Hacettepe Üniversitesi ülkemizdeki tıp eğitimine reform niteliğinde yenilikler getirdi. Daha önceleri tıp eğitimindeki yıllar birinci, ikinci sınıf gibi adlandırıldı. Yeni modele göre her eğitim-öğretim yılı “dönem” olarak adlandırıldı. Yani tıp eğitimi 6 sınıftan değil, 6 dönemden oluşuyordu. İlk üç dönem kuramsal eğitime ayrılmıştı. Öğrenciler her dersten ayrı ayrı başarılı olup geçmek yerine dönemin bütününden başarılı olmak zorunda kaldılar. Ders geçmek değil, dönem geçmek ilkesi getirildi.
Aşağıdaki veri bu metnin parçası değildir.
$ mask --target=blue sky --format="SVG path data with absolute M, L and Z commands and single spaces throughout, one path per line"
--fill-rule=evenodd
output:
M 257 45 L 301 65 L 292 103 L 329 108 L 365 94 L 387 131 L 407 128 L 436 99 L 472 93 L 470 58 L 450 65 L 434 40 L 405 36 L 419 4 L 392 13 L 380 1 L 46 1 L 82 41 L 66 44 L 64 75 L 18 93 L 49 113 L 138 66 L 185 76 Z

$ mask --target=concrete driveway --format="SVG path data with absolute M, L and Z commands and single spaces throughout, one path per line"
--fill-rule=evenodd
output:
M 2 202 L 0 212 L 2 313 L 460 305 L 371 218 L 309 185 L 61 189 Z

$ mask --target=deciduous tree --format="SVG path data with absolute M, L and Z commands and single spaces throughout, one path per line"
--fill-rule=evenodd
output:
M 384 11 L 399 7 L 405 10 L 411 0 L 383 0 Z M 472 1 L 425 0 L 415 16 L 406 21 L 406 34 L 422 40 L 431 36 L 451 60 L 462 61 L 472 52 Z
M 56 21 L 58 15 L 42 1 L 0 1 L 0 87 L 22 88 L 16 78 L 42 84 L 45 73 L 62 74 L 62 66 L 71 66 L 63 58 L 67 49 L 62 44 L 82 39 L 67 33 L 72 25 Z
Dört ve beşinci dönemler klinik stajlara ayrılmıştı. Altıncı dönem ise “aile hekimliği” ya da “intörnlük” dönemi olarak adlandırılırdı. İntörnlük dönemi tıp eğitiminin beceri kazanma açısından en önemli dönemiydi ve intörnler 12 ay boyunca (tam yıl) kliniklerde araştırma görevlileriyle eşit şekilde çalışırlardı. Belki de Hacettepe reformunun tıp eğitimize kazandırdığı en önemli şey internlik sistemidir.
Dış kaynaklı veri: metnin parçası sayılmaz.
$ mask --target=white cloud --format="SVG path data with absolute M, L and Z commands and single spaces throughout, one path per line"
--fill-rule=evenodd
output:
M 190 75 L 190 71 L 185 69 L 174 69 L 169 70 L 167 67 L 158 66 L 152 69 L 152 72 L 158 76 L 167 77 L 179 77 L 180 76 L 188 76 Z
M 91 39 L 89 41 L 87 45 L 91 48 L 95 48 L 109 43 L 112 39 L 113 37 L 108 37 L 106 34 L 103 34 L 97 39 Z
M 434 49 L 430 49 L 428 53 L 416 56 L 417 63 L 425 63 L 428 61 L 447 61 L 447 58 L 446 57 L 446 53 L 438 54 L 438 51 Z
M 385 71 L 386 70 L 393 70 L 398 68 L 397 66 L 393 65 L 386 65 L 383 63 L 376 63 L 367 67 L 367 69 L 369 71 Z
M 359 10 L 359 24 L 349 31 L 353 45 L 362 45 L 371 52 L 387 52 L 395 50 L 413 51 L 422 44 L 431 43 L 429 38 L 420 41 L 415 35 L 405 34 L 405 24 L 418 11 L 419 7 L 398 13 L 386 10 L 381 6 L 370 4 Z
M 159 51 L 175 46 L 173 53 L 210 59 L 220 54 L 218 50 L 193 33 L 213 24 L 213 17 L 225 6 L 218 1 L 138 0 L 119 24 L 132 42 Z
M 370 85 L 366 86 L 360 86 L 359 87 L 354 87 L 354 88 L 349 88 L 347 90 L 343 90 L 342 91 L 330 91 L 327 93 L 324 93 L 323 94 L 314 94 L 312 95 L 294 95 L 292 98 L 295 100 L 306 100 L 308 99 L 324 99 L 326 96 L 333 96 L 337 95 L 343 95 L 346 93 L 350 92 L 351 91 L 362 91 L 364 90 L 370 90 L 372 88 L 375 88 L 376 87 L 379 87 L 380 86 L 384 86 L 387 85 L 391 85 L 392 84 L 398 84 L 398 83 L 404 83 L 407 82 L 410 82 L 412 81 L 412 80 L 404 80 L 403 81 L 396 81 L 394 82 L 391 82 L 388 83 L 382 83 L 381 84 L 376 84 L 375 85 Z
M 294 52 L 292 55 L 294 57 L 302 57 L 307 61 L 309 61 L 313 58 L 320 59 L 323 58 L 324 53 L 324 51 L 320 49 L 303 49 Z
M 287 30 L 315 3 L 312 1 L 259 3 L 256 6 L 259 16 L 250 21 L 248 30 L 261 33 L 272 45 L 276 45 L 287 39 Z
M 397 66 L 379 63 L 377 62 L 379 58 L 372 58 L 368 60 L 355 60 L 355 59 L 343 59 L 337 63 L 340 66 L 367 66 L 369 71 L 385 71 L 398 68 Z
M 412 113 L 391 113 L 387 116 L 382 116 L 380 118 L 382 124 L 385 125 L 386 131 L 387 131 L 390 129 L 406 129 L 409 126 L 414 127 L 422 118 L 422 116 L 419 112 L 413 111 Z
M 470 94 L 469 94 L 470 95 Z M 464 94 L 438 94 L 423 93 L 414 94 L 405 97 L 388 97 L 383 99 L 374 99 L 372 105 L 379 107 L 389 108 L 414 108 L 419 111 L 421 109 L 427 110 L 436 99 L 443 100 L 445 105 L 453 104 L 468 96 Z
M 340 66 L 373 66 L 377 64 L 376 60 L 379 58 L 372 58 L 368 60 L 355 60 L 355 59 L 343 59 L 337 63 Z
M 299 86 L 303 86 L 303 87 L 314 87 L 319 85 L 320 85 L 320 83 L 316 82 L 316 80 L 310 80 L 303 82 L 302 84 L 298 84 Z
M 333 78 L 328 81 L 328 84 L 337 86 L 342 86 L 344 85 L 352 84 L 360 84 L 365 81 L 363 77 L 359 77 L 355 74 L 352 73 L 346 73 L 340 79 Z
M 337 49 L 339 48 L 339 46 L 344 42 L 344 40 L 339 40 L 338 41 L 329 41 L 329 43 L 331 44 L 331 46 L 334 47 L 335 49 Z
Hacettepe Tıp Fakültesinin kurulmasıyla ülkede ilk kez “toplum hekimliği” yaklaşımı ile topluma yönelik bir eğitim modeli benimsenmişti. Bu yapılanma ABD’deki Case Western Reserve Üniversitesi içindeki Tıp Fakültesi yapılanmasına benziyordu. Eğitim planında dersler disiplin esasına göre (Anatomi, Patoloji, Fizyoloji vb.) değil vücudun başlıca sistemlerine göre ders kurulu (Dolaşım Sistemi Ders Kurulu, Sinir Sistemi Ders Kurulu vb.) esasına göre işleniyordu. Ders kurulu programında sistem bütünlüğü içinde anatomi, fizyoloji, patoloji gibi farklı disiplinlerin konuları “entegre” (bütünleşik) şekilde öğrencilere aktarılıyordu (entegre tıp eğitimi).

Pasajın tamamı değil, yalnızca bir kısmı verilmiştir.